James L. Minter III was at the center of it all, one of three men accused of orchestrating the “Local 17 Criminal Enterprise,” a union leader known for his anonymous letter threatening the wife of a contractor.
But Minter changed sides soon after his arrest, becoming the government’s first prize witness, a role that earned him leniency and, it turns out, $9,000 in cash from the FBI.
Minter’s involvement in the union’s wrongdoing and his subsequent role as a government informant were front and center Thursday as the Local 17 racketeering and extortion trial unfolded in Buffalo federal court.
The former organizer for the union testified about his involvement in a wide range of activities designed to intimidate construction companies into hiring union workers over a 10-year period ending in 2007.
“Try to delay work as much as possible,” he said of Local 17’s strategy toward non-union contractors. “Try to slow down the trucks.”

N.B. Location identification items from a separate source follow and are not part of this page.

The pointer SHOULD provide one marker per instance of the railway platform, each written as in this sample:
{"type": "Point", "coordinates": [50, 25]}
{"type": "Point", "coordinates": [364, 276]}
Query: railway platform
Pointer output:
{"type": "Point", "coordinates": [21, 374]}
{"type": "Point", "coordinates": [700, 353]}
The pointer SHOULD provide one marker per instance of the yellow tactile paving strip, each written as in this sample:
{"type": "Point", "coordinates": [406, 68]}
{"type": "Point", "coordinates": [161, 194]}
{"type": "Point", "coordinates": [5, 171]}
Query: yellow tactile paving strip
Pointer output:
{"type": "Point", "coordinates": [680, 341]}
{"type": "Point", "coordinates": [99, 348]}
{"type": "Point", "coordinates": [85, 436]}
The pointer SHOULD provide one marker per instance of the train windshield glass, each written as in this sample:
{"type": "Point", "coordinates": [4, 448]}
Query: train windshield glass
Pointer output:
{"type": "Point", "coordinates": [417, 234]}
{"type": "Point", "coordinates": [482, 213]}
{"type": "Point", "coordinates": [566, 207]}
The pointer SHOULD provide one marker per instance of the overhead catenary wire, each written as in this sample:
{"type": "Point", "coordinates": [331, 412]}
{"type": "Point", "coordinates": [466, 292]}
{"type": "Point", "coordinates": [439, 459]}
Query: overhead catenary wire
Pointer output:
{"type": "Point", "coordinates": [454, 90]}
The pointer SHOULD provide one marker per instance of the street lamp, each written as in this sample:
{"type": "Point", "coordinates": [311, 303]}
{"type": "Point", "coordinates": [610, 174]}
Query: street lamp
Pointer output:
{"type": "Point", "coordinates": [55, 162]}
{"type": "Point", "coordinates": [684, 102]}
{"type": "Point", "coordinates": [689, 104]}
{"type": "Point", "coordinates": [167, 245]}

Under questioning by Assistant U.S. Attorney Anthony M. Bruce, Minter told of the time he handed out stars – sharp metal objects designed to flatten truck tires – at a picket line on Delaware Avenue in Buffalo.
And he spoke of the day he took part in the sanding – pouring a destructive abrasive into the engine of a truck or piece of heavy equipment – of an excavator at another work site.
The goal, Minter said, was always the same – make life miserable for construction contractors who refused to hire members of Local 17, Operating Engineers.
Minter also acknowledged being the author of a threatening letter sent to the wife of a contractor the union was trying to organize.
The anonymous “Dear Tara” letter makes no mention of Local 17 or its campaign against her husband’s company but does make several references to her marriage and her husband’s well being.
“We would like for the job to run as smoothly as your wedding day at The Apple Inn,” the letter said.
Minter said he wrote the letter with the intention of intimidating the couple.
“Your purpose was to scare this woman you had never met?” defense lawyer Rodney O. Personius asked him.
“Yes,” Minter said.
“And to scare her husband?” Personius asked.
“Yes,” Minter said.
The former union organizer also found himself facing questions about his cooperation with the FBI.
Arrested in April of 2008, Minter was the first defendant in the case to plead guilty and agree to testify against his fellow union members.
His motivation, he told the jury, was the possibility for leniency in a sentence that could have sent him to prison for up to 20 years.
Minter also acknowledged receiving $9,000 in cash from the FBI in 2010 so he and his wife could relocate to New York City or North Carolina.
Personius, at one point, showed Minter the FBI receipt documenting the $9,000 payment and asked him if he had reported the money as income on his tax returns as required by the receipt.
Minter said he had not.
“You didn’t report it on any return?” Personius asked.
“No,” he said.
Personius then reminded Minter that tax evasion is a criminal offense and asked him whether he had reported the income in any subsequent year.
“You still haven’t taken that step?” he asked. “No,” Minter said.
Minter is the third defendant turned cooperating witness to testify in the trial, but, unlike the other two, he is viewed by prosecutors as one of the three leaders of Local 17’s 10-year criminal conspiracy.
The other two are Carl A. Larson, who will testify soon, and local president and business manager Mark N. Kirsch.